Talking on a hands-free device is not against the law in Oregon, but the behavior certainly qualifies as distracted driving and the mayor sets a dangerous example for all Portlanders by doing it.
You might think hands-free phone calls are safe, but doing so engages your brain in a way that takes your focus off of the task of driving.
A 2013 study from AAA on cognitive distraction found that talking on a hands-free phone was only slightly less distracting than holding the phone in your hand. “Even when a driver’s eyes are on the road and hands are on the wheel, sources of cognitive distraction cause significant impairments to driving, such as: Suppressed brain activity in the areas needed for safe driving; Increased reaction time (to peripheral detection test and lead vehicle braking); Missed cues and decreased accuracy (to peripheral detection test); and Decreased visual scanning of the driving environment (tunnel vision, of sorts),” reads a summary of the AAA study.

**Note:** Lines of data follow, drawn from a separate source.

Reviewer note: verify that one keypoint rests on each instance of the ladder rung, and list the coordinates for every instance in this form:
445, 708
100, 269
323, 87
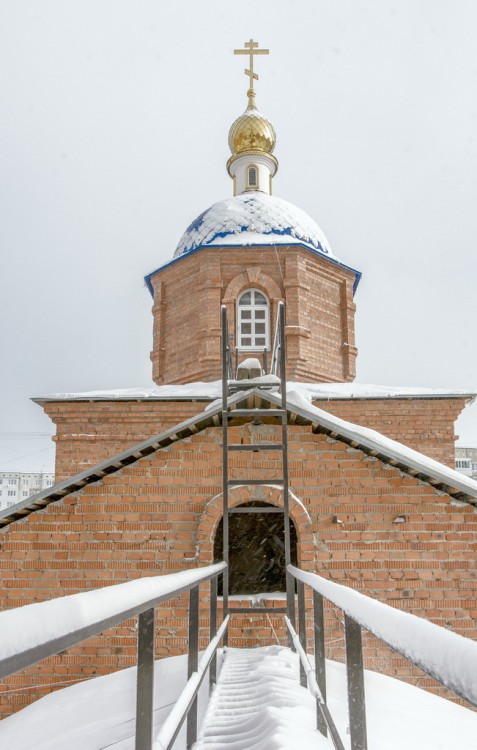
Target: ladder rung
245, 385
264, 509
256, 413
238, 482
258, 610
255, 447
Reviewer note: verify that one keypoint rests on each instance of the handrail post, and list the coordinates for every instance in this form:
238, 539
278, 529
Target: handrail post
320, 664
193, 661
302, 627
145, 680
355, 677
213, 629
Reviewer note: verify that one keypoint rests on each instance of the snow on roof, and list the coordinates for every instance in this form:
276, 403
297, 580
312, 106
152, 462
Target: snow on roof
210, 391
378, 444
253, 218
369, 441
100, 712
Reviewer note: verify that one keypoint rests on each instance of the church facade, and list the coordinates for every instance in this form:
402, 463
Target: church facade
374, 501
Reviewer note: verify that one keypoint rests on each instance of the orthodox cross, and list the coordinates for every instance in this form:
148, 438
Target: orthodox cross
251, 50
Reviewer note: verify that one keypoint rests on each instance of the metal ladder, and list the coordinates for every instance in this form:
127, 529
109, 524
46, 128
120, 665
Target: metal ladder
277, 367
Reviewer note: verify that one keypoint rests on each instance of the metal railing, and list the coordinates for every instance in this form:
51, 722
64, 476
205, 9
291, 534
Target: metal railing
38, 631
449, 658
277, 364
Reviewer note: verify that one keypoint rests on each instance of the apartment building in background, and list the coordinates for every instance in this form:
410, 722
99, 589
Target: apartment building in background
16, 486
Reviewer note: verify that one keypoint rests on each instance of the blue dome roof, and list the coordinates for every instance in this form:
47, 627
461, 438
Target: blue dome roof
253, 218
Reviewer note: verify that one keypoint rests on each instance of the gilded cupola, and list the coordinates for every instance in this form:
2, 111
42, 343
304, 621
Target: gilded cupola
252, 139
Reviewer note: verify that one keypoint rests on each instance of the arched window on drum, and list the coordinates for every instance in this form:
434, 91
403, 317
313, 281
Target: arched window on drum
253, 320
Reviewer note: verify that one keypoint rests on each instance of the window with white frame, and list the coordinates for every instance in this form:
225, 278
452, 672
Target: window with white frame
252, 177
253, 320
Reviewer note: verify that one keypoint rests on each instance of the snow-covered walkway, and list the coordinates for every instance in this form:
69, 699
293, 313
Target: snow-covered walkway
258, 703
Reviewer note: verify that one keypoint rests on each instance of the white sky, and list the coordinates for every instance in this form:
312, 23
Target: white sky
113, 137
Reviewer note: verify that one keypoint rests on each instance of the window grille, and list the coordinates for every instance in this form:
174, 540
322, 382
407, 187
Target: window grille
253, 320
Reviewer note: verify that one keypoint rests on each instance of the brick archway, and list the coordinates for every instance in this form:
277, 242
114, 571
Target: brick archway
212, 514
251, 277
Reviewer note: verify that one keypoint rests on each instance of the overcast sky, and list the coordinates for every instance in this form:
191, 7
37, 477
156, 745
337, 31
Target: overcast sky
113, 137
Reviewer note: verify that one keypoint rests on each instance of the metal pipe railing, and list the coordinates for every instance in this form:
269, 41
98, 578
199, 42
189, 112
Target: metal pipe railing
38, 631
449, 658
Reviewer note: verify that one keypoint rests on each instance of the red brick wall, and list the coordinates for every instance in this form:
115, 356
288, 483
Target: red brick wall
425, 424
88, 432
92, 431
159, 516
319, 311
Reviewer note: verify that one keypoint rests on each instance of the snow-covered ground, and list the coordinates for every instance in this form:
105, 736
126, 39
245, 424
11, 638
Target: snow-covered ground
99, 713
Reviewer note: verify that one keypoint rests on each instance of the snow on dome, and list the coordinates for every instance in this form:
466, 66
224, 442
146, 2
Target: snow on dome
253, 218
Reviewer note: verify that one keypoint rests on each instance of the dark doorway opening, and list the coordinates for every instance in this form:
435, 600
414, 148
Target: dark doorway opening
256, 550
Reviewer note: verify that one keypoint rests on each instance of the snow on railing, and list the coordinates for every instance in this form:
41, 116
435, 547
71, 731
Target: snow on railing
449, 658
37, 631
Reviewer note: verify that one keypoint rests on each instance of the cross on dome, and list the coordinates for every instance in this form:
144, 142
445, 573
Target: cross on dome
252, 138
251, 49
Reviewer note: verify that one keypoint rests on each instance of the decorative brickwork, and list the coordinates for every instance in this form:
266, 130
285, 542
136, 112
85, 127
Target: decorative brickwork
159, 515
88, 432
318, 294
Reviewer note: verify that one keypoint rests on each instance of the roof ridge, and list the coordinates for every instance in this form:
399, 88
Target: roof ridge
369, 441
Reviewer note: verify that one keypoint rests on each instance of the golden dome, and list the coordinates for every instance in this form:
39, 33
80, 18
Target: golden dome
251, 131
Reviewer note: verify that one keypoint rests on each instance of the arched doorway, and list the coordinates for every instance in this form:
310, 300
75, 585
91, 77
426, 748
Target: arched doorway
256, 550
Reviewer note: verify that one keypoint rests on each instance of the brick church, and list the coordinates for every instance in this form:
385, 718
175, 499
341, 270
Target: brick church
374, 501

Here’s the video of the today’s meeting where Mayor Wheeler makes statements and looks at his phone while driving his daughter in his personal car:
The National Highway Traffic Safety Administration (NHTSA) defines distracted driving as, “… anything that takes your attention away from the task of safe driving.” A Washington Post article from March 2021 titled, Using hands-free cellphones when you drive is not as safe as you think reported that,
a 2018 analysis of dozens of studies concluded that “conversation on a handheld or hands-free phone resulted in performance costs when compared with baseline driving for reaction time, stimulus detection, and collisions.” Yet another review suggested that hands-free conversations could create unique concerns because “drivers compensate for the deleterious effects of cell phone use when using a handheld phone but neglect to do so when using a hands-free phone.”
Portland has had a record number of fatal traffic crashes so far this year. Our roads are dark and wet and slick this time of year. We need everyone to redouble their efforts to drive with as much caution and respect for others as possible. A momentary lapse in attention can cause a lifetime of trauma and tragedy.
Please don’t drive distracted Mayor Wheeler! And if you do it for whatever reason in the future, please have the sense to not broadcast that dangerous behavior to the entire city.
I’ve asked the Mayor’s office for comment but have not yet heard back.
UPDATE, 12/16 at 11:15 am: A spokesperson for the Mayor’s office says they have no comment.